Gauteng commercial tenants recorded the weakest rental collections in the sector with only 66.73% in good standing for the last quarter of 2021, while the Western Cape recorded the best performing commercial tenants with 77.31% in good standing with their landlords, he said. “What these figures reveal is that some provinces require more stimulus than others,” said Marcus.
Repo rate
South Africa’s Reserve Bank (SARB) continued with its rate hike cycle in January, which will have an impact on the housing sector.
The repo rate, which directly impacts interest rates, affects many aspects of an economy, such as the exchange rate and money supply. As such, it can be used to manipulate spending to reach certain economic goals, said Johette Smuts, head of data analytics at PayProp.
For example, when spending and hence economic activity is low, the Reserve Bank may lower the interest rate to lower the cost of borrowing money, effectively incentivising consumers, and investors to borrow and spend more, thereby stimulating economic growth.
This, in turn, can drive up prices and inflation, which can be detrimental to an economy in the longer term. To curb this, central banks may raise interest rates. The USA, for instance, is currently experiencing its highest inflation levels in decades, and the expectation is that interest rates there will be hiked soon.
After a small recent hike following a long period of low rates, South African rates are also widely expected to be increased in small increments this year and beyond, said Smuts.

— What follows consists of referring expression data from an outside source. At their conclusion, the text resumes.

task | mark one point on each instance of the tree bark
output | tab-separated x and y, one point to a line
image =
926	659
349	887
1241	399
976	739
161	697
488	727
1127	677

Relationship between the repo rate and rental growth rates
Does the same inverse relationship exist between the repo rate and rental price growth, whereby higher rates will put downward pressure on rental inflation?
Due to the pandemic, rental growth was subdued throughout 2021. The market hasn’t seen year-on-year increases of more than 1% since Q3 2020, which is a far cry from the increases of 4% year on year in 2019.

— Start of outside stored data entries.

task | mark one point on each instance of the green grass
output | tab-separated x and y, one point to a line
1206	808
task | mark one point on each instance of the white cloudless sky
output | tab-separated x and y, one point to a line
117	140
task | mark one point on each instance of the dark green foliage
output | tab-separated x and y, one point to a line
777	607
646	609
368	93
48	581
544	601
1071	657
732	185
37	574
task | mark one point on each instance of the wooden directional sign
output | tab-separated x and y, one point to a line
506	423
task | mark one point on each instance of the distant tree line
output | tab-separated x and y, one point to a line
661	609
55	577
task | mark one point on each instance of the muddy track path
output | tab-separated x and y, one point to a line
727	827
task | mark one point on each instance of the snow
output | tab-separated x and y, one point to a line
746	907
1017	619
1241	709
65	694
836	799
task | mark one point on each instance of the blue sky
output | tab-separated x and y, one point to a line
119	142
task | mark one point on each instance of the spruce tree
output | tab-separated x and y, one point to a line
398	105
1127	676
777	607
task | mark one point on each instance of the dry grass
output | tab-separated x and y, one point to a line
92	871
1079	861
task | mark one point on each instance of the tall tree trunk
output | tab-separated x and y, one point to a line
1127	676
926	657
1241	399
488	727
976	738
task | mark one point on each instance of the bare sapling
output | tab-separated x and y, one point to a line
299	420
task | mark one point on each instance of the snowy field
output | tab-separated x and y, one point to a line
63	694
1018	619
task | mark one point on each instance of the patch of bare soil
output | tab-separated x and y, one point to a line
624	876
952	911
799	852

In response to the cooling effect of the pandemic on consumer spending, the Reserve Bank’s Monetary Policy Committee dramatically lowered the repo rate. In February of 2020, it stood at 6.25%. By the end of July, 5 months and 4 rate adjustments later, the rate was at 3.5%, the lowest it has been in decades. The prime lending rate consequently changed from 9.75% to 7% during that time.
Meanwhile, over the same period, rental growth halved and declined further to just 0.2% year-on-year at the end of 2020. It went on to stay below 1% for the whole of 2021.
Smuts has plotted the rental growth rate against the repo rate over the last three years and calculated the correlation between them.
“The yearly correlation for 2019, 2020 and 2021 were all positive but of varying strength, ranging from 0.23 in 2019 to 0.84 in 2021. However, the calculation over the full three-year period yields a figure of 0.94 – indicating a very strong correlation indeed,” she said.
What does this mean for the rental market?
Smuts said that it would be easy to imagine that changes in the repo rate directly cause changes in the rental growth rate. “This is not true; they simply correlate or occur together. The reasons for this are a bit more complex.”
She said it is more likely that the concurrent change in both indicators comes from having the same underlying economic factors, although interest rate decisions are also influenced by global economic trends. Either way, the strong correlation indicates that we could see a rebound in the rental growth rate in 2022 and beyond.
The forecasted increases in the repo rate could lower inflationary pressures in the short term, although this is not guaranteed. Many tenants will most likely remain under financial pressure, especially since their incomes didn’t keep up with inflation, thereby reducing their purchasing power.
That being said, Smuts says the average arrears position has recovered remarkably well and is in line with pre-pandemic levels. “Looking at the year ahead, we don’t foresee any further significant improvements in this area, as arrears figures are back to normal, removing some pressure on rental price growth.”